A non-vectorized calculation of derivatives is performed in this section. First, a list of derivation rules we may need to use are listed below:

\begin{aligned} \frac{d}{d x} (f (x) + g (x)) & = \frac{d}{d x} f (x) + \frac{d}{d x} g (x) & (1.1) Sum rule \\ f (x) & = a x^{b} \Rightarrow \frac{d}{d x} f (x) = b a x^{b - 1} & (1.2) Power rule \\ h (x) & = f (x) g (x) \Rightarrow \frac{d}{d x} h (x) = f (x) \frac{d}{d x} g (x) + \frac{d}{d x} f (x) g (x) & (1.3) Product rule \\ h (x) & = g (f (x)) \Rightarrow \frac{d}{d x} h (x) = \frac{d}{d x} g (f (x)) \frac{d}{d x} f (x) & (1.4) Chain rule \\ \frac{d}{d x} (\frac{f (x)}{g (x)}) & = \frac{g (x) \frac{d}{d x} f (x) - f (x) \frac{d}{d x} g (x)}{(g (x))^{2}} & (1.5) Quotient rule \end{aligned}

We proceed with the step-by-step derivation of the cost function.
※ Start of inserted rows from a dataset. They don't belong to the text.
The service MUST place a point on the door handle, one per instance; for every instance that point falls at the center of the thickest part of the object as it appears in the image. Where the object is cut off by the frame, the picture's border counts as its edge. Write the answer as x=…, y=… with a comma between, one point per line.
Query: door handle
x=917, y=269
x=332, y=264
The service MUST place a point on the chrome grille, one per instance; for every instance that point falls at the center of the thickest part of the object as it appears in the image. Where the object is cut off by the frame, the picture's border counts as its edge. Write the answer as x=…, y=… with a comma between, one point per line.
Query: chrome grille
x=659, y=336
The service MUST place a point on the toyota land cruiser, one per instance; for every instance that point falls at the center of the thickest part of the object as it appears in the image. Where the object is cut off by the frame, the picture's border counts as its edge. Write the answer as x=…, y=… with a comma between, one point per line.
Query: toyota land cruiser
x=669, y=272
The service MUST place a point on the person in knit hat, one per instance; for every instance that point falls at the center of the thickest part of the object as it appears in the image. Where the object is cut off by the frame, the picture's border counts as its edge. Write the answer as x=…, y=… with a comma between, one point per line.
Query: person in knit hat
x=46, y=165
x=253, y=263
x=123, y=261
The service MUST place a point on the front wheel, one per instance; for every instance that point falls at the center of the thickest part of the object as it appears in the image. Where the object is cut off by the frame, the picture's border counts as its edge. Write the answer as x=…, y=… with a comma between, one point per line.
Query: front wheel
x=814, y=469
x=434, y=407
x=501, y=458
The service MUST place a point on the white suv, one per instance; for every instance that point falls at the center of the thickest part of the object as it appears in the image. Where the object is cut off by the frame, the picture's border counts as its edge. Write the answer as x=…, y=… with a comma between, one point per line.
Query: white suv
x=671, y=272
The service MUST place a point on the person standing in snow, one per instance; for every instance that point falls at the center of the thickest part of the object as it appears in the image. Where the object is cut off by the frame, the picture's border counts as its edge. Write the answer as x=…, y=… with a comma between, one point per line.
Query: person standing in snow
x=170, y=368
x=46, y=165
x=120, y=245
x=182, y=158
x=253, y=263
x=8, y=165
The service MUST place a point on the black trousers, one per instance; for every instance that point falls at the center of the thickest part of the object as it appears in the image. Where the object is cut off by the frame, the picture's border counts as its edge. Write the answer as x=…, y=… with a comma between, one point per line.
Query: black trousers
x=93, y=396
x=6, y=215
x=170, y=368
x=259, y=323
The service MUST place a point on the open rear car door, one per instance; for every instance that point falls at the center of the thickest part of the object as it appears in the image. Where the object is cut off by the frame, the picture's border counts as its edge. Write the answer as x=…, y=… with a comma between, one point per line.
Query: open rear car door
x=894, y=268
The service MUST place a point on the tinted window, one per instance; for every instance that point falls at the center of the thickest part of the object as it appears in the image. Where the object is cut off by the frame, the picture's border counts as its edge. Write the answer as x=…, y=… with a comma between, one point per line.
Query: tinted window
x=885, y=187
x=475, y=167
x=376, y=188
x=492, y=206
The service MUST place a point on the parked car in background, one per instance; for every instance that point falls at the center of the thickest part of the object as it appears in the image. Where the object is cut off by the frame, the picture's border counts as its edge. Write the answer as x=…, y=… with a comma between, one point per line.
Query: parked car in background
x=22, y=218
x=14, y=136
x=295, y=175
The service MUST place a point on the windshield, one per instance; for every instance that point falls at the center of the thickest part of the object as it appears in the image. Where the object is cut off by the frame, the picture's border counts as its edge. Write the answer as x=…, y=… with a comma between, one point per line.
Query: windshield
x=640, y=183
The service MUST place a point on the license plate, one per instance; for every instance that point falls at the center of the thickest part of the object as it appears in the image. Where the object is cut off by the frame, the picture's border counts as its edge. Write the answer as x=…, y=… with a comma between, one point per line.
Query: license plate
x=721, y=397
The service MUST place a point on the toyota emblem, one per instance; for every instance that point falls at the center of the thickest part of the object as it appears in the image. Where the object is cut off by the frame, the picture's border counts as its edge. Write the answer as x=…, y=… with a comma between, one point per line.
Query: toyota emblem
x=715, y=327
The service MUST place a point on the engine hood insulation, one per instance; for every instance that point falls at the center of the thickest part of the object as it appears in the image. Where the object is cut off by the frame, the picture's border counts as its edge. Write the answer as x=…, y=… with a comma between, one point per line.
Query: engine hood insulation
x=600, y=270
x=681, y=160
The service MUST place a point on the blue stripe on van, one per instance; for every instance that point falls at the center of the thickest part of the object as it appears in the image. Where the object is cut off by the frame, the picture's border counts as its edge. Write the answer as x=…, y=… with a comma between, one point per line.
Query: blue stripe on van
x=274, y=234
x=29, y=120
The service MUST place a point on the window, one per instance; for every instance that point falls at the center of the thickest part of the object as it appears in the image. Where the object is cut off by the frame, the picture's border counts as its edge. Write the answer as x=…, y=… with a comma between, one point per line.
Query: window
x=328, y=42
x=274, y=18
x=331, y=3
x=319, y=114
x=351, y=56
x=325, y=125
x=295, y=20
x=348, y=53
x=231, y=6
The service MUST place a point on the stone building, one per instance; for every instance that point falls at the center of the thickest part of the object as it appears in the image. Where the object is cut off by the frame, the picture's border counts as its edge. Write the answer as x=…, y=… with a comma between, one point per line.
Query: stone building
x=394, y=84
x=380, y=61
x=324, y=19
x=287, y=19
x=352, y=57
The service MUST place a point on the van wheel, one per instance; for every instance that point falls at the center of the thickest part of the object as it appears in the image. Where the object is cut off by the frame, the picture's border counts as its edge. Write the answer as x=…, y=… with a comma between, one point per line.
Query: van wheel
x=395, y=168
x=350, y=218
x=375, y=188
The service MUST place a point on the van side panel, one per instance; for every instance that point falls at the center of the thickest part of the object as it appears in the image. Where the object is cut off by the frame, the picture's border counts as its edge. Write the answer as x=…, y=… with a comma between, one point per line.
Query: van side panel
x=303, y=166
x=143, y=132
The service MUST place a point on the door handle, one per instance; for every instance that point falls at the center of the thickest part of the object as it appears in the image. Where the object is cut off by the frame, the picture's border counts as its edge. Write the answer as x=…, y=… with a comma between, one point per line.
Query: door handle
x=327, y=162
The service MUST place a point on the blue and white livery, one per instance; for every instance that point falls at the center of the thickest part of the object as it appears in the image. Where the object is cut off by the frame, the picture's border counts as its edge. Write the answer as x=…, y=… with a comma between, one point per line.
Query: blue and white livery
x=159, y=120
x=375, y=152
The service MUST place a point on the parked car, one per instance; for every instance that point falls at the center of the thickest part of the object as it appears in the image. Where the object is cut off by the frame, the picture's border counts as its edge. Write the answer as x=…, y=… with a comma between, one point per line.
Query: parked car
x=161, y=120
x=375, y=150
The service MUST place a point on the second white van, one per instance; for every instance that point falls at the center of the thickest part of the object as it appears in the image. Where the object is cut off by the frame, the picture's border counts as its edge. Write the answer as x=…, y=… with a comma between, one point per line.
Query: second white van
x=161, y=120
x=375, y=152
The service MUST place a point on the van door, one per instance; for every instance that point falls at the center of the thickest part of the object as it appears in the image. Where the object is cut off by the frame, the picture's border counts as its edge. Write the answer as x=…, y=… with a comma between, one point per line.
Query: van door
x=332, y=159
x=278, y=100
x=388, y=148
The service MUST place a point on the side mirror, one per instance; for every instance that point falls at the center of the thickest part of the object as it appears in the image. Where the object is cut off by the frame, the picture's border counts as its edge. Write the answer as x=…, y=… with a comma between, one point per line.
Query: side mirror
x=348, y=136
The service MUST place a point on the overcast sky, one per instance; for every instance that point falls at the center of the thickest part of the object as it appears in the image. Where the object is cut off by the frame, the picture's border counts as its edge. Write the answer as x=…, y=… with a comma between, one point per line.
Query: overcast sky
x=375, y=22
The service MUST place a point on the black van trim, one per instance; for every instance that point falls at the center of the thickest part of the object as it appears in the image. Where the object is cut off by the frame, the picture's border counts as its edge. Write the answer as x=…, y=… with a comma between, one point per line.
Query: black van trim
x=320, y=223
Since the cost function is multivariable, our derivatives turn into partial derivatives that need to be calculated for each parameter $θ_{k}$ .

\begin{aligned} \frac{\partial}{\partial θ_{k}} J & = \frac{\partial}{\partial θ_{k}} (\frac{1}{2 m} \sum_{i = 1}^{m} {(\sum_{j = 0}^{n} θ_{j} x_{j}^{(i)} - y^{(i)})}^{2}) & apply (1.4), (1.2) \\ = \frac{1}{2 m} \sum_{i = 1}^{m} 2 (\sum_{j = 0}^{n} θ_{j} x_{j}^{(i)} - y^{(i)}) \frac{\partial}{\partial θ_{k}} (\sum_{j = 0}^{n} θ_{j} x_{j}^{(i)} - y^{(i)}) & apply (1.2) \\ = \frac{1}{m} \sum_{i = 1}^{m} (\sum_{j = 0}^{n} θ_{j} x_{j}^{(i)} - y^{(i)}) x_{k}^{(i)} \end{aligned}

Vectorizing the derivation result

Vectorization of our derivation result is performed here. The inner sum can be rewritten as a dot product or a trivial matrix multiplication.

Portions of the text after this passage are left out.